第61話 命名
城での会合の後、トラージ王が用意してくれた宿の一室にて、俺達は久方ぶりにゆっくりとした時間を過ごしていた。俺は読書を、セラは果実のジュースを飲みながら布団に寝そべっていた。ジェラールは愛剣を磨いている。ちなみに勇者達は別室、肩に小型クロトを乗せたエフィルは調理場を借りて夕飯を作り始めている。
「そう言えばさ、セラとジェラールにはファミリーネームはないのか?」
「何よ唐突に?」
「トラージ王と会った時に、ファミリーネームのフジワラを含めて自己紹介されてふと思ったんだが…… 確か、この世界は貴族と王族にしかファミリーネームは付かないんだろ? セラは魔王の娘で言わば悪魔の王族じゃないか。ジェラールだって生前は騎士団長だ。何で名前だけなんだ?」
二人のステータスは契約時に確認している。どちらもファミリーネームはなかったはずだ。
「ああ、そういうこと」
「うーむ、何と説明すればよいか…… 王よ、『命名』のスキルは知っておるか?」
「大まかには。スキル画面の説明書きをチラッと見たくらいけどさ。そのスキルでファミリーネームが付けられる、だったか?」
命名のスキルはその名の通り、名を授けるスキルである。最初のうちはスキルと同級クラスまでの自分が保持するアイテム名を変更することができ、スキルのレベルが上がるに連れて同意があれば他人のアイテムでも可能になる。更に上になると、魔法名や人名まで変えれるようになるのだ。ただし、変更した名前はステータス画面で青色で表示される。鑑定眼で見れば元々の名前も表示されてしまうので、一般的にはあまり活用されないスキルだな。

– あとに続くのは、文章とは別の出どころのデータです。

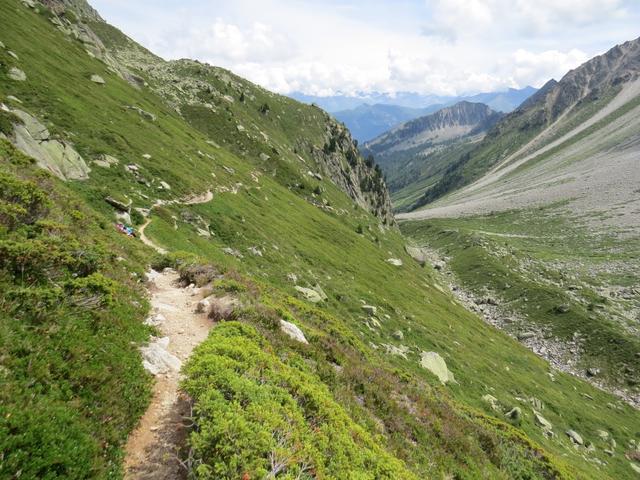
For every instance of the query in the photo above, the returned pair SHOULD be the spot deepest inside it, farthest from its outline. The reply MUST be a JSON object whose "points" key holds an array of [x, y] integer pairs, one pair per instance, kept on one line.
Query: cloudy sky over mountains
{"points": [[322, 47]]}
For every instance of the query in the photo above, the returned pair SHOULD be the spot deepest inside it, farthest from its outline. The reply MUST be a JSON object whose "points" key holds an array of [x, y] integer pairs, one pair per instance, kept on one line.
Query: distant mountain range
{"points": [[370, 115], [416, 153], [577, 137]]}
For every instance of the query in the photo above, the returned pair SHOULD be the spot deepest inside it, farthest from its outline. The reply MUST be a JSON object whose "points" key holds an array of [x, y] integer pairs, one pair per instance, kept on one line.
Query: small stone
{"points": [[17, 74], [292, 277], [543, 422], [575, 437], [97, 79], [370, 309], [514, 414]]}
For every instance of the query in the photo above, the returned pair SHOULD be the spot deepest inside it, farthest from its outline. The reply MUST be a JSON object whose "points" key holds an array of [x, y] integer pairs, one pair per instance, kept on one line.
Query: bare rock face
{"points": [[359, 179], [433, 362], [57, 156]]}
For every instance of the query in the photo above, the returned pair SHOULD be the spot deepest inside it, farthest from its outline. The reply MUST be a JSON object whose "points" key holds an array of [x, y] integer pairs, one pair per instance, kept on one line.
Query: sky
{"points": [[329, 47]]}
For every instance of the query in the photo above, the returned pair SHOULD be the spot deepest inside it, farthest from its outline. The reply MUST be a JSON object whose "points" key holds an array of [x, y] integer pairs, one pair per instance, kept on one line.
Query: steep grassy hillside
{"points": [[573, 287], [362, 396], [72, 382], [549, 117]]}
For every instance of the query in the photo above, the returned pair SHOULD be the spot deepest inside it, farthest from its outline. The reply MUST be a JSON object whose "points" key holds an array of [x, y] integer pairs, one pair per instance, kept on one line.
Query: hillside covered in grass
{"points": [[290, 208]]}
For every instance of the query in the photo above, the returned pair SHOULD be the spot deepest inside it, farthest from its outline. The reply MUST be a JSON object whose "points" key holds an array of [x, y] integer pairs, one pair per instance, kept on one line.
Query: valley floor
{"points": [[567, 293], [593, 168]]}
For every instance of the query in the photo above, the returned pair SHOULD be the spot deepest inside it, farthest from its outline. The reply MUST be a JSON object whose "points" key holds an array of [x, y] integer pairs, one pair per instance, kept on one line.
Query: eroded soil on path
{"points": [[154, 448]]}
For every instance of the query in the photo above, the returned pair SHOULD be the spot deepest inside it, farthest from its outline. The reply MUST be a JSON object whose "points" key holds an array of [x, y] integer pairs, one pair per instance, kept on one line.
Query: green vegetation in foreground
{"points": [[71, 384], [537, 261], [261, 205], [335, 407], [256, 415]]}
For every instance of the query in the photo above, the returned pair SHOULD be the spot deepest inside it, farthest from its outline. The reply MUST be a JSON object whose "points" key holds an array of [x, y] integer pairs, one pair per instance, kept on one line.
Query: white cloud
{"points": [[537, 68], [455, 19], [324, 47]]}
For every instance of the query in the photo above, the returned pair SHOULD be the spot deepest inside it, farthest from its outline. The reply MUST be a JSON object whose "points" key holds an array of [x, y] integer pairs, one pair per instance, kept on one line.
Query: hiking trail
{"points": [[153, 448]]}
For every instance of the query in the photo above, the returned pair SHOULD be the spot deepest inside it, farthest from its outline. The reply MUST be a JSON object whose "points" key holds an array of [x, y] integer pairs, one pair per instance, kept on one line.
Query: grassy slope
{"points": [[416, 173], [72, 382], [321, 248], [546, 261]]}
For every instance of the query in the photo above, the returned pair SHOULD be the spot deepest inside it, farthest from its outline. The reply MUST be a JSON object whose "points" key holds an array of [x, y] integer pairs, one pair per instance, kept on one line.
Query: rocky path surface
{"points": [[153, 449]]}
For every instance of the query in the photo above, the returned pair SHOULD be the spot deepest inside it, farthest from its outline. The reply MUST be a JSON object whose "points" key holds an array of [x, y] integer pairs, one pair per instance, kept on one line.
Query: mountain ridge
{"points": [[336, 351], [595, 82]]}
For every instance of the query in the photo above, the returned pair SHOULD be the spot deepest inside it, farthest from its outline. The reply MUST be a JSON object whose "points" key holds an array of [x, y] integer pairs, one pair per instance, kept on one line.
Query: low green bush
{"points": [[258, 417]]}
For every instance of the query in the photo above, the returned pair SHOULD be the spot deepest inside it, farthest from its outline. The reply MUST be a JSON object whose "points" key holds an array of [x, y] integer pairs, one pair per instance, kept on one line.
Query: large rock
{"points": [[293, 331], [97, 79], [492, 401], [400, 351], [543, 422], [575, 437], [514, 414], [156, 359], [309, 294], [57, 156], [433, 362], [105, 161]]}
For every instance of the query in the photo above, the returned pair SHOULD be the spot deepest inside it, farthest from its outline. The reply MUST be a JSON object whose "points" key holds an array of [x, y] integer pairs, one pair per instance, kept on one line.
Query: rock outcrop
{"points": [[57, 156], [433, 362]]}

「うむ。新たな貴族を迎える式典には高位の『命名』スキルを持つ高官が必ずいてな。貴族となる者にファミリーネームを授ける役割を担うのがこの高官なのじゃ。ワシもそこまで詳しくは知らんが、確かA級以上のスキルでなければならんかったか」
「A級か。命名スキル一本で伸ばすにしても、スキルポイントの才能値と成長値に恵まれないとなかなか大変だな」
「それもあって、命名スキルを受け継ぐ高官の家はA級まで上げるのに必死じゃよ。跡継ぎを育て上げるのも、仕事のひとつみたいなものじゃ」
「悪魔はもう少し適当ね。命名スキルなんて非戦闘スキルをA級までわざわざ習得するのは、変り者くらいなものよ。それでいて貴族になろうと野心満々の悪魔ばかりだから、レアな命名スキル持ちを巡って種族間の争いが多いのよね。だからルールは単純に、命名スキルでファミリーネームを得た者が貴族! って感じね。ちなみにスキル持ち1人につき先着1名までで」
「そんなんだから魔王は悪魔出身が多いんじゃないか……? 第一、無理矢理スキル持ちを量産させたら歯止めが効かなくなるぞ」
悪魔は戦闘民族か何かか。
「そう? ケルヴィン好みのルールだと思ったけど。まあ、私も机の上で得た知識だし、実際とは違うかもしれないけどね。大分時間が経っているし」
「ちなみに、それを人間の世界でやれば完全にアウトじゃからな。ファミリーネームを与えるのは年に二度、各国で開かれる式典でのみ。例えスキルを使う実力があろうと、国の許可なく用いるのは禁止されておる。ファミリーネームを授与された者の名はきっちりと国で管理されておるから、身勝手に貴族を名乗ることもできんのじゃ」
ふんふん。ん? そういえば、パーズで俺に喧嘩を吹っ掛けてきたあのトライセンの豚王子、ファミリーネームがなかったな。何でだ?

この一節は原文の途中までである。